The small town of Laugharne centres on the Medieval castle. This structure dominates the foreshore and the town. One of the key characteristics of the town are the elegant stone-built and stucco 18th- and 19th-century buildings that flank  King Street, culminating in the town hall and Castle House. Houses on other streets tend to be less imposing, but nevertheless stone-built cottages and terraces of small houses, usually rendered and colour-washed, with slate gable roofs provide a uniformity of style. Within the historic core more recent housing has been low-key in character, and consists of single dwellings or small estates. Larger developments comprise an estate of council houses overlooking the town to the south with a school adjacent, and a cluster of dwellings in a variety of styles and materials at Broadway. St Martin's church, a cruciform structure of the mid-15th century, lies to the north of the town with a loose cluster of mainly 19th century housing. 20th century linear development connects this area with the main town. Tourist industry development consists of a large holiday complex of chalets at Glan-y-môr, a caravan park at Ants Hill and less intrusive works associated with Dylan Thomas's Boathouse and Laugharne Castle.

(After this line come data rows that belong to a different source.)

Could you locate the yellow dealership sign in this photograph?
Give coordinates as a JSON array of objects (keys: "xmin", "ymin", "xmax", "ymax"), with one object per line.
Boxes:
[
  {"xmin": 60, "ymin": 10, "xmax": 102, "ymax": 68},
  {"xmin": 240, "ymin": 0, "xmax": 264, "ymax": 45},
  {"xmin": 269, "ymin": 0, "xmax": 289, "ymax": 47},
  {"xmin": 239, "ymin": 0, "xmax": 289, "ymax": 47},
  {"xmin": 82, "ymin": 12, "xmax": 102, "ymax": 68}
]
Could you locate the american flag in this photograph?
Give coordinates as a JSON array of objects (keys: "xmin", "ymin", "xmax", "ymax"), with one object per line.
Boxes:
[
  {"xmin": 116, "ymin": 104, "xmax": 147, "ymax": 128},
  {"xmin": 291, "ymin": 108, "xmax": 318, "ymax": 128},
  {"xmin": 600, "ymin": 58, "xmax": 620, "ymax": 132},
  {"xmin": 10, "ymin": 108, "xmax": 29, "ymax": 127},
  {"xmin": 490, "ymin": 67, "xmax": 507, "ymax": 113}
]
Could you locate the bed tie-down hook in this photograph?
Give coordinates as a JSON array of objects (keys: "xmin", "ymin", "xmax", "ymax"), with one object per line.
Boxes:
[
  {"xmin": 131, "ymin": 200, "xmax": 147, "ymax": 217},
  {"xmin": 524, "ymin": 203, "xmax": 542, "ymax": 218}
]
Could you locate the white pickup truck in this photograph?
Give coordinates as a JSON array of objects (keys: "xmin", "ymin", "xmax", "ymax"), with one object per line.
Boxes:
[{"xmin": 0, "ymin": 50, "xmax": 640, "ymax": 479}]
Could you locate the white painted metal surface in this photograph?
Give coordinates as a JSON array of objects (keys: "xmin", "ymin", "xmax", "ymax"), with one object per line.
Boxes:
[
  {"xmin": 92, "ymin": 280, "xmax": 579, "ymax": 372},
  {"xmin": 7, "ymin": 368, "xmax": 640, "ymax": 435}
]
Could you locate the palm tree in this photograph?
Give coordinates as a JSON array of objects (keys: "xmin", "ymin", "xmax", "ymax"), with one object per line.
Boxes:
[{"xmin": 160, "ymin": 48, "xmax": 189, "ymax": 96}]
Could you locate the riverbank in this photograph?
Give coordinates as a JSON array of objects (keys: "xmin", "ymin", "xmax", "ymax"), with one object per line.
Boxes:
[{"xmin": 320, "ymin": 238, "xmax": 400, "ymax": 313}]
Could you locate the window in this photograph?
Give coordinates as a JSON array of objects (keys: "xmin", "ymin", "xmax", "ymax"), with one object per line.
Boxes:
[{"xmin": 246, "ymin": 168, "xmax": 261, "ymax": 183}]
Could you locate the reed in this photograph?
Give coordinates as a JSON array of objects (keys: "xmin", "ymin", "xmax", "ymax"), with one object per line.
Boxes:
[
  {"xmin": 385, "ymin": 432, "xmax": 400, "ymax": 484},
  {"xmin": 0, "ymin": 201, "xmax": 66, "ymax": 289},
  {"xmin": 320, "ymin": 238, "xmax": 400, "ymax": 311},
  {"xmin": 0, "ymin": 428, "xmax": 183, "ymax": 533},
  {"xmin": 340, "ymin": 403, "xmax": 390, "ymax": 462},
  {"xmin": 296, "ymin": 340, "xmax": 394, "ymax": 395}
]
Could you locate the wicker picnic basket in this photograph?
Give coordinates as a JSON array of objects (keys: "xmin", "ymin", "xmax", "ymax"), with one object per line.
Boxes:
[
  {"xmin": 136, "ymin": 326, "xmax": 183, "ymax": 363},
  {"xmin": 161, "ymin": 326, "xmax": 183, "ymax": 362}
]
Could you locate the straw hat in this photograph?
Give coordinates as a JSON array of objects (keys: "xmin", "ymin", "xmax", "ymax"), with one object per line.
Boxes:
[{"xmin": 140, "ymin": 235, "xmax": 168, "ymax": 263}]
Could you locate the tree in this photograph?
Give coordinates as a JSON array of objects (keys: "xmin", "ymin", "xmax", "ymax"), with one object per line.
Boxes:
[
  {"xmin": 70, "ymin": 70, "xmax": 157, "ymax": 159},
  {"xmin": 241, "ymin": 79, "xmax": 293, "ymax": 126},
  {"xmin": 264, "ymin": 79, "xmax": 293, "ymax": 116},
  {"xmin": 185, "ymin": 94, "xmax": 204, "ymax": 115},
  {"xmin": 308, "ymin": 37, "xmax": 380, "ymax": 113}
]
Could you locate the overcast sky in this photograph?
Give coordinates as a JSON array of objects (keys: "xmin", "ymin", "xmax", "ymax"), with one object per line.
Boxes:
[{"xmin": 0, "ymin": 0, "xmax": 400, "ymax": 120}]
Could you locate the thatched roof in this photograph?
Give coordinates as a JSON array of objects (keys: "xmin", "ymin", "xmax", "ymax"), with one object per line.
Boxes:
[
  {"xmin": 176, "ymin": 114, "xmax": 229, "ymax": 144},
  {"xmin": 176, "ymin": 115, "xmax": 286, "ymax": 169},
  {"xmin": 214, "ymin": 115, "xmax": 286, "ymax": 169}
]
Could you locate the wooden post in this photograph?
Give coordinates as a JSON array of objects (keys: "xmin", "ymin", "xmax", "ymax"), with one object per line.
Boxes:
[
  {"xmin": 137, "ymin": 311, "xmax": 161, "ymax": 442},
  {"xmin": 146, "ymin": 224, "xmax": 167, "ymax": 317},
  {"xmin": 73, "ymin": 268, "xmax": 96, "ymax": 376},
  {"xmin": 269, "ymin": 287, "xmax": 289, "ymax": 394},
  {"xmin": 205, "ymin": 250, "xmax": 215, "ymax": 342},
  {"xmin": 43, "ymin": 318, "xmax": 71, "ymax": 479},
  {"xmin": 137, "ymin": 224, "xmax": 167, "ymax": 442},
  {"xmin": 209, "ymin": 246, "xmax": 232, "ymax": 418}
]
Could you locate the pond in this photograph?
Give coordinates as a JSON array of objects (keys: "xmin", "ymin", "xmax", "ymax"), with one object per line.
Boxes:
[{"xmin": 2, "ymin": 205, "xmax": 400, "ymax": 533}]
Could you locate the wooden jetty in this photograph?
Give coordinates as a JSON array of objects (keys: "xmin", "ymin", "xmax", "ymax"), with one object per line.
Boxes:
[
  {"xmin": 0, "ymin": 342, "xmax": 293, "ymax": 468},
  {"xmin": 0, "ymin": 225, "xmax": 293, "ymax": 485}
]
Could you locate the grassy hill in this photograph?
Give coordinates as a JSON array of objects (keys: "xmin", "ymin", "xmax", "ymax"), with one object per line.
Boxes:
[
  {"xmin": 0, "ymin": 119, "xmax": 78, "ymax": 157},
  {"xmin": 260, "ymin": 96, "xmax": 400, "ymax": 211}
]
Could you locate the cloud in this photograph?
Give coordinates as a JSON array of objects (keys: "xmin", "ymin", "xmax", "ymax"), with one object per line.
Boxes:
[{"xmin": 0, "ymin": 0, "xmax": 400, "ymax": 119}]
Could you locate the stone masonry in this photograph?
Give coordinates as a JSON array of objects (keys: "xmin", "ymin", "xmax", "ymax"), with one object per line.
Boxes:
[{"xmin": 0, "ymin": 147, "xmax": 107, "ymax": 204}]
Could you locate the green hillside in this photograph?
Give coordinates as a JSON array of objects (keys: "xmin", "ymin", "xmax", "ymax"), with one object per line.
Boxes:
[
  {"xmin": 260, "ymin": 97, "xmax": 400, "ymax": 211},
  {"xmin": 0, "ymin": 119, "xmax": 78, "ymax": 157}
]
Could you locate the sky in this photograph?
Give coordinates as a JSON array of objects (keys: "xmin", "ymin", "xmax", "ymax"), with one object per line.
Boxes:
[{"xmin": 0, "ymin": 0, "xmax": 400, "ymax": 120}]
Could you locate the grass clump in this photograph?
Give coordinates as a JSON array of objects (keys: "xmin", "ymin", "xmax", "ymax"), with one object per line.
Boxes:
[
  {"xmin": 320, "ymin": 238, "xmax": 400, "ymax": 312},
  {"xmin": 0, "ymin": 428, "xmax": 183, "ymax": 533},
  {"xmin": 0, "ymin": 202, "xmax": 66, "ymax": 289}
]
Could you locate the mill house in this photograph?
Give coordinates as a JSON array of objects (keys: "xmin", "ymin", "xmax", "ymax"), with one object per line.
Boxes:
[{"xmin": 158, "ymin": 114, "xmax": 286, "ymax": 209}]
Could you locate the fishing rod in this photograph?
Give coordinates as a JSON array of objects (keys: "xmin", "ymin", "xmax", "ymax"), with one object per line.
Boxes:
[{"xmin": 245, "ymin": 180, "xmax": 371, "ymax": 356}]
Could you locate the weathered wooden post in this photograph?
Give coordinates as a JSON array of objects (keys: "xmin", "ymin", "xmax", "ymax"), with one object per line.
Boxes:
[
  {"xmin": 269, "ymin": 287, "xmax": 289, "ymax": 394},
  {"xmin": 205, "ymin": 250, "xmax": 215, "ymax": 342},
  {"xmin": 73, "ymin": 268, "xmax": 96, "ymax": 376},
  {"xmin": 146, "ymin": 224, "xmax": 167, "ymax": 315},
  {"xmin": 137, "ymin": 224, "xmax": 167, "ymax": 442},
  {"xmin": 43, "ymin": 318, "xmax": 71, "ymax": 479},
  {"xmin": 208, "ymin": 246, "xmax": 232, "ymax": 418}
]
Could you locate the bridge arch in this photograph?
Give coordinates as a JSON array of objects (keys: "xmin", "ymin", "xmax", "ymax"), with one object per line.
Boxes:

Recorded archaeology within the town mainly represents its Medieval history - the castle, church, town walls and mill site, and its Post-Medieval domestic structures. However, there is an Iron Age enclosure at Glan-y-môr, while the Early Christian Monument and cist cemetery at the church have been noted. There was little Post-Medieval industry but there is a lime-kiln on the foreshore and a smithy at Broadway. The late Medieval farmstead at Roche Castle has an associated Post-Medieval cockpit.

The distinctive nature of many of Laugharne's buildings has been noted. In addition to the castle, which is a Scheduled Ancient Monument and comprises two Grade I listed buildings and a Grade II listed building. There are a further 51 listed buildings, all Grade II or II*; they are primarily 18th century and domestic, and include the town hall, but also the Medieval church.